Kedua, memperluas sosialisasi. Menurut Anggota Ombudsman RI Jemsly Hutabarat, BAKTI perlu memperluas sosialisasi aplikasi PASTI serta melakukan migrasi data pengusulan berbasi proposal atau fasiltasi ke aplikasi tersebut.
Ketiga, mengganti contoh SK Pengelola Aplikasi Permohonan Akses Telekomunikasi dan Informasi menjadi contoh SK Pendaftaran Organisasi pada dashboard aplikasi PASTI.
Keempat, merumuskan dan membuat Standar Operasional Prosedur terkait standarisasi pengamanan, pemeliharaan dan monitoring aset/infrastruktur yang dituangkan dalam keputusan Direktur Utama.
Kelima, merumuskan suatu model/bentuk komunikasi dan koordinasi dengan Diskominfo di daerah (Provinsi/kabupaten/kota). Dan, keenam merencanakan penambahan kapasitas dan kecepatan akses internet.
Selain dari Ombudsman, pemberian layanan akses internet oleh BAKTI juga mendapat pengawasan dari Inspektorat Jenderal Kominfo.
Dalam pengawasannya sejak 2019 hingga 2021, Inspektorat menemukan beberapa masalah yakni layanan internet yang lambat, tumpang tindih dengan layanan lain, hingga belum adanya kebijakan dan pedoman yang disahkan terkait kriteria penerima bantuan AI.

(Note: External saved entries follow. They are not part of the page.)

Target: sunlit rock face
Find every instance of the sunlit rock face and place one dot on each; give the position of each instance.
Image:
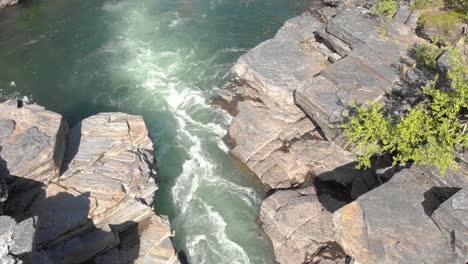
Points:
(96, 205)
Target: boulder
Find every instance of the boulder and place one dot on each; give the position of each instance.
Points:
(390, 224)
(367, 73)
(16, 240)
(32, 141)
(270, 134)
(106, 189)
(6, 3)
(452, 219)
(299, 227)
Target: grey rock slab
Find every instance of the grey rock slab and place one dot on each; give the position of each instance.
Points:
(353, 27)
(299, 28)
(276, 68)
(389, 224)
(402, 14)
(23, 237)
(297, 224)
(6, 127)
(452, 219)
(7, 225)
(6, 3)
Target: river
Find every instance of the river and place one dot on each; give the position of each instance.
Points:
(163, 59)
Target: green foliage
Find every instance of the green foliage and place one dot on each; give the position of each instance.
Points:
(429, 133)
(386, 8)
(426, 55)
(441, 20)
(446, 24)
(423, 4)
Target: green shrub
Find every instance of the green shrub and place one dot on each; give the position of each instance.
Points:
(429, 133)
(461, 5)
(442, 21)
(423, 4)
(426, 55)
(386, 8)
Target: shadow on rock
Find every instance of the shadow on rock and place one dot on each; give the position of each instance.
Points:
(435, 196)
(55, 228)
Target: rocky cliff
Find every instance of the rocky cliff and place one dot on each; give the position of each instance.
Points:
(289, 96)
(84, 195)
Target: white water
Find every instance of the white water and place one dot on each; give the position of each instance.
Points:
(163, 59)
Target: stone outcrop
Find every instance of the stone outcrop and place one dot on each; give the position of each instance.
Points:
(390, 224)
(32, 142)
(289, 96)
(285, 149)
(299, 227)
(367, 73)
(98, 205)
(16, 240)
(6, 3)
(451, 218)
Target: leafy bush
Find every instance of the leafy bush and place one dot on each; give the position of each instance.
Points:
(426, 55)
(429, 133)
(461, 5)
(386, 8)
(423, 4)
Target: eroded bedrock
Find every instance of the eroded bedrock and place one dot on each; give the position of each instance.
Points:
(6, 3)
(403, 221)
(98, 205)
(369, 71)
(32, 142)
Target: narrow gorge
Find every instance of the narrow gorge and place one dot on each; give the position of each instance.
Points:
(212, 131)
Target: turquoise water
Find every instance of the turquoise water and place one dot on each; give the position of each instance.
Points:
(162, 59)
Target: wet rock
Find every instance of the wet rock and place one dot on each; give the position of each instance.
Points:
(443, 62)
(270, 134)
(107, 188)
(154, 244)
(298, 226)
(367, 73)
(32, 141)
(451, 218)
(16, 240)
(389, 224)
(6, 3)
(277, 67)
(23, 237)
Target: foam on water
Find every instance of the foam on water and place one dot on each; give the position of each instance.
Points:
(163, 59)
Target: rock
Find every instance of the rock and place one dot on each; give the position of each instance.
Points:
(154, 244)
(402, 14)
(367, 73)
(389, 224)
(443, 62)
(297, 224)
(7, 225)
(106, 189)
(16, 240)
(32, 142)
(23, 237)
(270, 134)
(453, 178)
(277, 67)
(6, 3)
(452, 219)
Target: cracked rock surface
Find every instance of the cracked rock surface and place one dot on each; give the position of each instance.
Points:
(299, 227)
(97, 205)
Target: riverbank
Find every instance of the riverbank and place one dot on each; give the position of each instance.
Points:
(289, 96)
(81, 194)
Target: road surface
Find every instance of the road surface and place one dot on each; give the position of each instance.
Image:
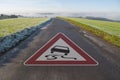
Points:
(13, 69)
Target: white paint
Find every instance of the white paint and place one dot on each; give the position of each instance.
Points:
(72, 53)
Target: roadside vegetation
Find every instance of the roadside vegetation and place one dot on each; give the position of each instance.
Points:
(109, 31)
(10, 26)
(13, 31)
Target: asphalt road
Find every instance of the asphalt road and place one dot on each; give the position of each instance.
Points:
(13, 69)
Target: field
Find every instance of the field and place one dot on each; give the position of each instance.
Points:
(109, 31)
(10, 26)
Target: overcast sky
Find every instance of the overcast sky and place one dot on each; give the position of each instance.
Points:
(60, 6)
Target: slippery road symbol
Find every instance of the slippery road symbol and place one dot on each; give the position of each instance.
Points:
(60, 49)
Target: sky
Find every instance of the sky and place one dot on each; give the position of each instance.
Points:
(59, 6)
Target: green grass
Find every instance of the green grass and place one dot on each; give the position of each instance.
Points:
(109, 31)
(10, 26)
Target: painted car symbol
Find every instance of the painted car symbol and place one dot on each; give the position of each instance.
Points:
(61, 49)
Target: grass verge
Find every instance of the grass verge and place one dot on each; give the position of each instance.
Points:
(104, 35)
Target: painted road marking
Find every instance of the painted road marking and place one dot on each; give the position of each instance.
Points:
(60, 51)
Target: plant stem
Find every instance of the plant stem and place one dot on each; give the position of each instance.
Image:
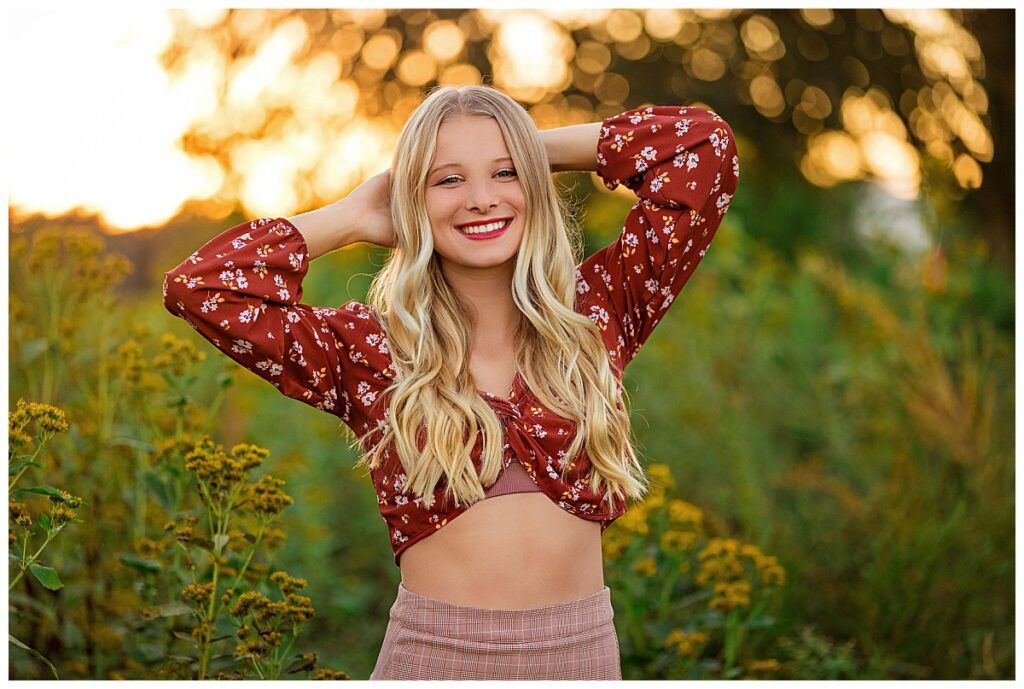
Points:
(25, 564)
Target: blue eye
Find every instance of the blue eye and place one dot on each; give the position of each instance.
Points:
(456, 177)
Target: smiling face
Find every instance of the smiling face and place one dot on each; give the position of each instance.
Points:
(473, 185)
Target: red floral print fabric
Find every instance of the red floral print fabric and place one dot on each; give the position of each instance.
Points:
(243, 290)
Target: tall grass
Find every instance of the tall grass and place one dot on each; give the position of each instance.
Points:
(834, 444)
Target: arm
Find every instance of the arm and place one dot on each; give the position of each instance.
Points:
(571, 147)
(242, 292)
(682, 164)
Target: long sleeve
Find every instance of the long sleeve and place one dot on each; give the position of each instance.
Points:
(242, 292)
(682, 164)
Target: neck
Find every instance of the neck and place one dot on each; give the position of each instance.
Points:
(487, 293)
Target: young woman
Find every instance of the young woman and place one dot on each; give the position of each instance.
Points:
(483, 379)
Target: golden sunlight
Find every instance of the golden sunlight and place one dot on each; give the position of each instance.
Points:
(101, 133)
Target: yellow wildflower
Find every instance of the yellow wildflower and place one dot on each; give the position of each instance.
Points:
(19, 513)
(684, 514)
(288, 585)
(267, 497)
(61, 515)
(766, 665)
(249, 456)
(199, 593)
(687, 643)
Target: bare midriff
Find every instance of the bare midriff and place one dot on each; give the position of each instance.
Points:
(508, 552)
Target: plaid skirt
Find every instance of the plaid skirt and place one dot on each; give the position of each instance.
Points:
(427, 639)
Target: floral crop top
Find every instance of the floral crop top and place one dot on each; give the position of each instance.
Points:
(242, 291)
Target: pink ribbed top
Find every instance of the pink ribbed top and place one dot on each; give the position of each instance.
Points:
(513, 479)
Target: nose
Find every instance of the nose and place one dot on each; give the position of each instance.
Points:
(481, 197)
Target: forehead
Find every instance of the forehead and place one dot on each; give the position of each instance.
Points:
(462, 138)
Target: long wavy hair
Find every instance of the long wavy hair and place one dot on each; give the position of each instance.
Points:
(432, 400)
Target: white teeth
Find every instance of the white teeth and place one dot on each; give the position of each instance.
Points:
(479, 229)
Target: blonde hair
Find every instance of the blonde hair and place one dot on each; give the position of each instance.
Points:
(560, 354)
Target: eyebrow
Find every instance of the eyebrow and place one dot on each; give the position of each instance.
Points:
(456, 165)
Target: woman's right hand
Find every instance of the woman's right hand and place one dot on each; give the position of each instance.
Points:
(370, 204)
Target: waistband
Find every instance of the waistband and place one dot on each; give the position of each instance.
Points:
(436, 617)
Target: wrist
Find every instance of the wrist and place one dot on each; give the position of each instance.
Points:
(572, 147)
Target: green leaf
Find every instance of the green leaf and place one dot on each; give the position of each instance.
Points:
(166, 610)
(34, 652)
(42, 490)
(219, 541)
(302, 664)
(46, 575)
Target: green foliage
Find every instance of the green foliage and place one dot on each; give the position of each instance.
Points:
(146, 591)
(852, 418)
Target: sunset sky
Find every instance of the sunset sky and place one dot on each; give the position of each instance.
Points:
(96, 121)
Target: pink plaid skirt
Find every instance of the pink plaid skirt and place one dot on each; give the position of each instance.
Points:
(427, 639)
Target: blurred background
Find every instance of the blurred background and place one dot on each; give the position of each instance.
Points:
(836, 430)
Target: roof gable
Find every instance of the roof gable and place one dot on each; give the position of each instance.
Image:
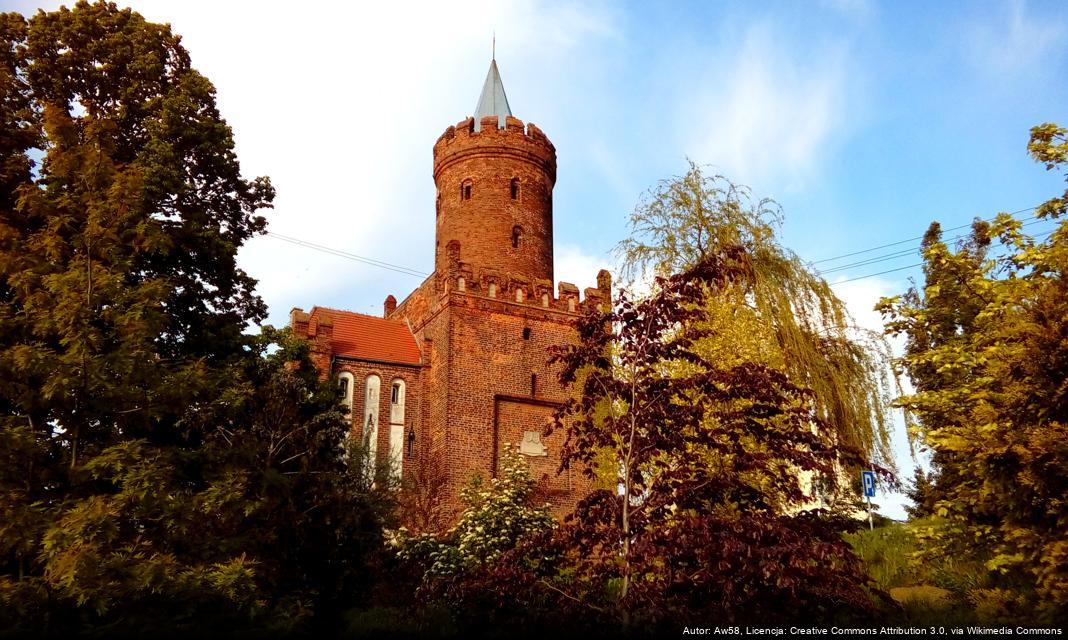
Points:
(370, 338)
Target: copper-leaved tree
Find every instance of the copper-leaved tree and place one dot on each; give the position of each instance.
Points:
(707, 453)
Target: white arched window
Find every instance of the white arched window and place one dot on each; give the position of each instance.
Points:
(396, 426)
(345, 383)
(372, 387)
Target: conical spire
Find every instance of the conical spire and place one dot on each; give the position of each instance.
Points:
(492, 100)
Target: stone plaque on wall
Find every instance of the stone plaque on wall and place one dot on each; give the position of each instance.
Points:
(532, 445)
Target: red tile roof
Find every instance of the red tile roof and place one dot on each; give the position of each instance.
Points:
(370, 338)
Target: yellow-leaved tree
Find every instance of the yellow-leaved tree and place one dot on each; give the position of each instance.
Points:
(988, 357)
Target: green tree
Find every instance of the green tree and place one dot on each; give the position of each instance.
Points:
(987, 355)
(680, 539)
(784, 316)
(159, 467)
(497, 517)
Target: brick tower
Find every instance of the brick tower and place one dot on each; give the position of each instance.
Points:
(495, 190)
(467, 352)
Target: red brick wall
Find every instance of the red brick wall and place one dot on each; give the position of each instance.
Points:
(483, 224)
(473, 393)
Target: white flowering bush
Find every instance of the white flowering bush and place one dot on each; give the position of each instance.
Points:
(499, 514)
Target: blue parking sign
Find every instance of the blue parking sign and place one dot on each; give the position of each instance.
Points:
(868, 479)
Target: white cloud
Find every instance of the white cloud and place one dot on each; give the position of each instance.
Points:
(1018, 42)
(579, 268)
(767, 115)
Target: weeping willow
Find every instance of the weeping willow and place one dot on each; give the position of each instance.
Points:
(785, 316)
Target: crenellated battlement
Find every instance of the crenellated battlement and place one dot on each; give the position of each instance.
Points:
(518, 140)
(518, 290)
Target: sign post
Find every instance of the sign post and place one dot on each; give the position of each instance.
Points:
(867, 479)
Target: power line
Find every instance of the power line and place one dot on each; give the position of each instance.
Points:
(1039, 239)
(348, 255)
(905, 252)
(920, 237)
(900, 253)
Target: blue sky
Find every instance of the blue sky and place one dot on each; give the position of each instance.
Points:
(864, 120)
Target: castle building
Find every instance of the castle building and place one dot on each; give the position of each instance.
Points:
(458, 370)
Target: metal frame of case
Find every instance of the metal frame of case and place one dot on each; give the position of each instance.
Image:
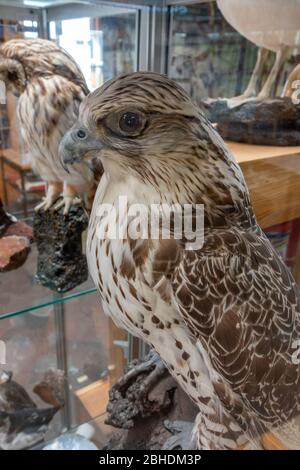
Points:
(152, 39)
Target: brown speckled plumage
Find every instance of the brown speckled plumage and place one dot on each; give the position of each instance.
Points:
(50, 87)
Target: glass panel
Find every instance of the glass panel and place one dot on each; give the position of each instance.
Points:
(75, 337)
(209, 58)
(103, 46)
(39, 329)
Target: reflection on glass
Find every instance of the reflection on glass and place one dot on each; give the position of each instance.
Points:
(103, 46)
(207, 56)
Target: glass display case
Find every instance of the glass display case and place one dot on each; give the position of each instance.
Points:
(193, 43)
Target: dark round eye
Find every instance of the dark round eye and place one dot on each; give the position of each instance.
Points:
(81, 134)
(129, 122)
(12, 76)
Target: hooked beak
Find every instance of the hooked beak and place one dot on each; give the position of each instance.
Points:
(76, 144)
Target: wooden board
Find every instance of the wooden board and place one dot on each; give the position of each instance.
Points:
(273, 178)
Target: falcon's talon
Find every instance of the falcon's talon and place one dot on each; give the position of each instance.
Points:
(182, 435)
(67, 202)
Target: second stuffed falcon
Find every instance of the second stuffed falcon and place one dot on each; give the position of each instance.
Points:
(50, 87)
(225, 318)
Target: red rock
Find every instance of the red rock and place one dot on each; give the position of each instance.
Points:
(13, 252)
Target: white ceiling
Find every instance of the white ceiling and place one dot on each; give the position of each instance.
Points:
(35, 3)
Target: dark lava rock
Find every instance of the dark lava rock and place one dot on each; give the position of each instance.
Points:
(13, 252)
(5, 219)
(61, 263)
(273, 121)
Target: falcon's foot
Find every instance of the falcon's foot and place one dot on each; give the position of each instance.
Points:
(155, 368)
(53, 192)
(68, 200)
(144, 390)
(182, 438)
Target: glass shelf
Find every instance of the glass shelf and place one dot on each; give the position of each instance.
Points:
(32, 296)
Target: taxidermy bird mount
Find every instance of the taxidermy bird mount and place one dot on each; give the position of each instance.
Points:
(256, 117)
(50, 87)
(223, 318)
(273, 25)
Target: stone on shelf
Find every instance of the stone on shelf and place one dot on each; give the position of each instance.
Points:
(13, 252)
(61, 264)
(274, 121)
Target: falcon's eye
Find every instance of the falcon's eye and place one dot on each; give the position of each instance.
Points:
(81, 134)
(129, 122)
(12, 76)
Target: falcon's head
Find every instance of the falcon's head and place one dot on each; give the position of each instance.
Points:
(22, 60)
(145, 125)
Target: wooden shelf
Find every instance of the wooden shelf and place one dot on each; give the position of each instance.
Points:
(273, 178)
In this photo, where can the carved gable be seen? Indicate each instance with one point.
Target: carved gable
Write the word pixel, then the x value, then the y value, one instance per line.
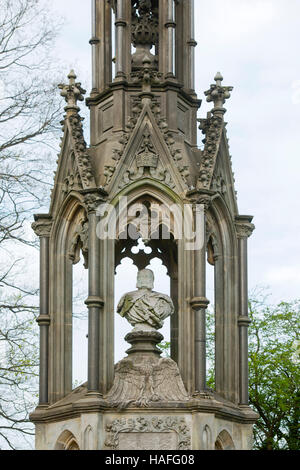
pixel 223 177
pixel 148 153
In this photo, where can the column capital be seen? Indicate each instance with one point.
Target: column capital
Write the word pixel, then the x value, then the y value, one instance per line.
pixel 203 197
pixel 244 321
pixel 43 320
pixel 93 198
pixel 94 302
pixel 199 303
pixel 244 227
pixel 42 225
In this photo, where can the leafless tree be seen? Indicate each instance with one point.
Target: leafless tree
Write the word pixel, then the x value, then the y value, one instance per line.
pixel 29 118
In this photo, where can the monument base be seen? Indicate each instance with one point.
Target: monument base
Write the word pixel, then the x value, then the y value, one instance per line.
pixel 90 424
pixel 147 408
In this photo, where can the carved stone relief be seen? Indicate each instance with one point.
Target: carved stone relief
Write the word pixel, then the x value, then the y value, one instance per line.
pixel 155 426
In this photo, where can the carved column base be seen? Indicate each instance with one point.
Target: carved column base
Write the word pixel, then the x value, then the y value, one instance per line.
pixel 144 342
pixel 143 379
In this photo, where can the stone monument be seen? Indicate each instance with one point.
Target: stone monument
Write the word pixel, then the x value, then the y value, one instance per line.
pixel 143 150
pixel 143 378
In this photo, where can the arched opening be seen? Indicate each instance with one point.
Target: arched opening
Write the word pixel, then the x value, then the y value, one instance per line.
pixel 145 242
pixel 224 441
pixel 129 260
pixel 210 316
pixel 78 255
pixel 79 324
pixel 66 441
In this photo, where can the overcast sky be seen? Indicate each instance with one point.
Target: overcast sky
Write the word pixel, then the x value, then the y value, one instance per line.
pixel 255 44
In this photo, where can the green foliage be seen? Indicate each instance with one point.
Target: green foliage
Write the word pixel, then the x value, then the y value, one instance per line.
pixel 274 373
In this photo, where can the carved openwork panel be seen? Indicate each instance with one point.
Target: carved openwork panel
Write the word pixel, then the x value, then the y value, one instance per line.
pixel 158 432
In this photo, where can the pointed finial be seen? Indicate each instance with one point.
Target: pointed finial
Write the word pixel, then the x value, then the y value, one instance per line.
pixel 218 94
pixel 72 92
pixel 218 79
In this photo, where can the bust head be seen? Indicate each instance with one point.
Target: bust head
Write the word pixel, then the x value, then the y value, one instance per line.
pixel 145 279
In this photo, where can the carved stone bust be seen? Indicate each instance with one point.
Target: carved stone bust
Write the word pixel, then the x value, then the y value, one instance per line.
pixel 145 309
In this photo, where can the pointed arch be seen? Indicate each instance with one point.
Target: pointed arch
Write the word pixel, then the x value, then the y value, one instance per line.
pixel 70 216
pixel 224 441
pixel 66 441
pixel 225 258
pixel 88 438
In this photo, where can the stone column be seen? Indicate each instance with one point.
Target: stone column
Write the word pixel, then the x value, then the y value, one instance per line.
pixel 200 302
pixel 42 227
pixel 185 44
pixel 101 43
pixel 121 25
pixel 170 25
pixel 94 302
pixel 244 230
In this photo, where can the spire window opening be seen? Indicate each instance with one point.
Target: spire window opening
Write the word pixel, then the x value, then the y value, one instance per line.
pixel 210 316
pixel 79 324
pixel 126 280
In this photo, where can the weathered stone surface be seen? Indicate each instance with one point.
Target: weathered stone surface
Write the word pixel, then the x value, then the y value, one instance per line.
pixel 159 433
pixel 145 309
pixel 143 146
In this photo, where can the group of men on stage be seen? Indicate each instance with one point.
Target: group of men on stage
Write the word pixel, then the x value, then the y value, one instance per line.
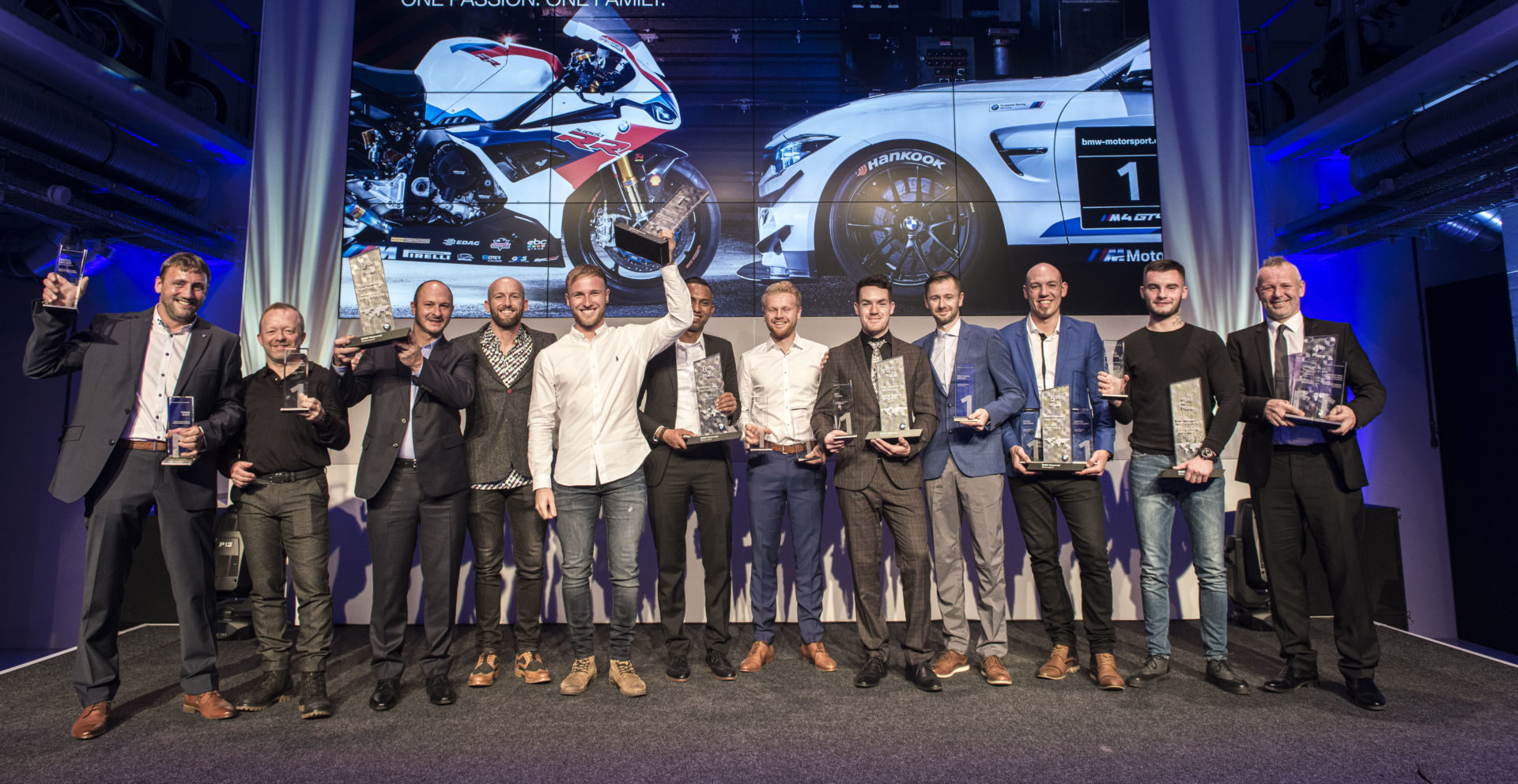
pixel 595 427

Terkait temuan Itjen tersebut, BAKTI mengklaim telah melakukan perbaikan antara lain menambah kapasitas satelit (LC Tahap II) untuk menambah kecepatan internet. Selain itu, BAKTI juga sedang menyusun pedoman dan kebijakan terkait kriteria penerima bantuan AI.
Sebelumnya, Badan Aksesibilitas Telekomunikasi dan Informasi (BAKTI) Kementerian Kominfo melakukan penyediaan Hot Backup Satellite (HBS) untuk mitigasi risiko Proyek Satelit Republik Indonesia (SATRIA) 1.
Tujuannya, memperkuat dan memperluas akses internet untuk layanan publik di seluruh Indonesia.
“SATRIA-1 menggunakan teknologi High-Throughput Satellite (HTS) yang baru, rumit dan kompleks sehingga risiko kemungkinan munculnya masalah dalam pembangunan maupun operasional cukup tinggi,” kata Direktur Utama BAKTI Kementerian Kominfo Anang Latief, Maret.
“Sehubungan dengan hal itu, maka untuk memitigasi segala risiko SATRA-1, BAKTI Kominfo berencana untuk menyediakan HBS,” lanjutnya.